And here we were at Dunharrow, Merry thinks, and here are the fields where Théoden-king fell. And here are the dreadful Mines, and the Forest of Fangorn, and the wreck of Orthanc. And here is Weathertop, and here is Rivendell, and here is the Lonely Mountain from Bilbo's stories, and here are all of my stories, spanning handsbreadths and miles, and here…

"…and here is your Shire, of course," she is saying. "Buckland, with Estella and your little boy. And Tuckborough, where Master Peregrin is, and Hobbiton, with Samwise and with…"

"Frodo's gone," Merry murmurs without really realizing.

Éowyn stops and looks at him from across the table, across mountains and oceans and cities.

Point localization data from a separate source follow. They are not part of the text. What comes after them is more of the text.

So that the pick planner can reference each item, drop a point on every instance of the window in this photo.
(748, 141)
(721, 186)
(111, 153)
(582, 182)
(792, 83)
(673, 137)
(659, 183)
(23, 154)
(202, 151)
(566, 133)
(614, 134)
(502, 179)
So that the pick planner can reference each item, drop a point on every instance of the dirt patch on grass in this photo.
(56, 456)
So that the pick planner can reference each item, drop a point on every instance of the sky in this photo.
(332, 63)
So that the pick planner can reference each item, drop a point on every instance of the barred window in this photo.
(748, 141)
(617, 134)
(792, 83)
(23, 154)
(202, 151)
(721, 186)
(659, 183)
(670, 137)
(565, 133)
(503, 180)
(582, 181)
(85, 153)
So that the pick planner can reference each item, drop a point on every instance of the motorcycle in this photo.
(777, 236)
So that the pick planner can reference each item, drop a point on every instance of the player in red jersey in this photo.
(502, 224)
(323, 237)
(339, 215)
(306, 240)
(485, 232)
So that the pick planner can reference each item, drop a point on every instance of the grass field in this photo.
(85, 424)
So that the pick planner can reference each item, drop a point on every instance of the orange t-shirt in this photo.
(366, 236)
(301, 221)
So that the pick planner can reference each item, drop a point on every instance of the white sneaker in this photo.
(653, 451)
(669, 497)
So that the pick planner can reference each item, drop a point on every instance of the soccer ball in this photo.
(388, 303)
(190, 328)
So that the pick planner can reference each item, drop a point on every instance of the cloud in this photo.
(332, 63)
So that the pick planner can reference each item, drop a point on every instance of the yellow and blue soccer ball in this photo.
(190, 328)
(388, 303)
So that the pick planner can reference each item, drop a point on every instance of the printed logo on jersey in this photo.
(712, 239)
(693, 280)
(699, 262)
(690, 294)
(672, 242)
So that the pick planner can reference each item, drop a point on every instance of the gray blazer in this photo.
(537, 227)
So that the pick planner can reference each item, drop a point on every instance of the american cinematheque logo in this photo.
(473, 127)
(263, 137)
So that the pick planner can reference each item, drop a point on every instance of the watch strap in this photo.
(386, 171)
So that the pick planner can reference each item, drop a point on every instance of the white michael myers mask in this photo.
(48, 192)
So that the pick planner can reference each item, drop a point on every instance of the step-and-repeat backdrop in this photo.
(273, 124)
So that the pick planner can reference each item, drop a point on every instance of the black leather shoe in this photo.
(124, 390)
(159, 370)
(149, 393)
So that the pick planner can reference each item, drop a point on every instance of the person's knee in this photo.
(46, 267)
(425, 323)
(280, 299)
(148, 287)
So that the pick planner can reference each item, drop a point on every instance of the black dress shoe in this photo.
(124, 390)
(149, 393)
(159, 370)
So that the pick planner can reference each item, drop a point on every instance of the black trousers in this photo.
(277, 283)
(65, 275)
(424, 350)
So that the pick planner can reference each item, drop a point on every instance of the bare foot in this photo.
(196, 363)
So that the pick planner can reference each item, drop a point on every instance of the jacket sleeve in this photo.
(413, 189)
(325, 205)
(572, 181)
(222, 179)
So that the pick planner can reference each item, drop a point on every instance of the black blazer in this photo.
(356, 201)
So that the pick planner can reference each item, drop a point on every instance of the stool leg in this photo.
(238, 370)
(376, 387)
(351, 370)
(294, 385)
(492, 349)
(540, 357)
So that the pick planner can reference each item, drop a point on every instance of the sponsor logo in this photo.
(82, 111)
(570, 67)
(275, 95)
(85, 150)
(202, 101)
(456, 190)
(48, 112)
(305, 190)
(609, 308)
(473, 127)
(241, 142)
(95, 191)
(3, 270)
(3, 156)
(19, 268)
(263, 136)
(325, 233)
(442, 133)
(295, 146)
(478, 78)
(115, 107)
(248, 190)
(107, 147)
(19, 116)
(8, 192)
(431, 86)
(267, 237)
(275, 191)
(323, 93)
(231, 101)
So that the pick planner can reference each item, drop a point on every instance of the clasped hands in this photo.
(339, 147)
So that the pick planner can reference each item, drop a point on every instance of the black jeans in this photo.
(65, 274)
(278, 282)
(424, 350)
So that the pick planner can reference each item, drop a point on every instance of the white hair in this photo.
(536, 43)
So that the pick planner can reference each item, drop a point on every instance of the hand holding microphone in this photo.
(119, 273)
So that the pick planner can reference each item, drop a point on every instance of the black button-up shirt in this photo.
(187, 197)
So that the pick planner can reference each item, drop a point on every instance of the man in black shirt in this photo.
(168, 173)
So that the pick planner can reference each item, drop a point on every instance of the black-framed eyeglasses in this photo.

"I know," she says. "I know."

 

*

The light fades, and evening falls clear and cool. Éowyn and the nurse put the baby to bed, and then she and Merry sit outside wrapped in cloaks. He smokes his pipe and she doesn't mind. 

He sits and listens to her breathing beside him, and he realizes that he's come because he needs her. He needs Estella, too, of course, and he loves her, loves her and their son more than anything else. But Éowyn understands a small obscure piece of him, a strange knotty tune playing itself out always at the back of his mind. And so he needs her like he needs Legolas and Gimli and Éomer, like he needs Strider—not that he's really old Strider very much anymore, it seems. Like he needs Faramir and Sam and Pippin. Like he needs Gandalf and Frodo.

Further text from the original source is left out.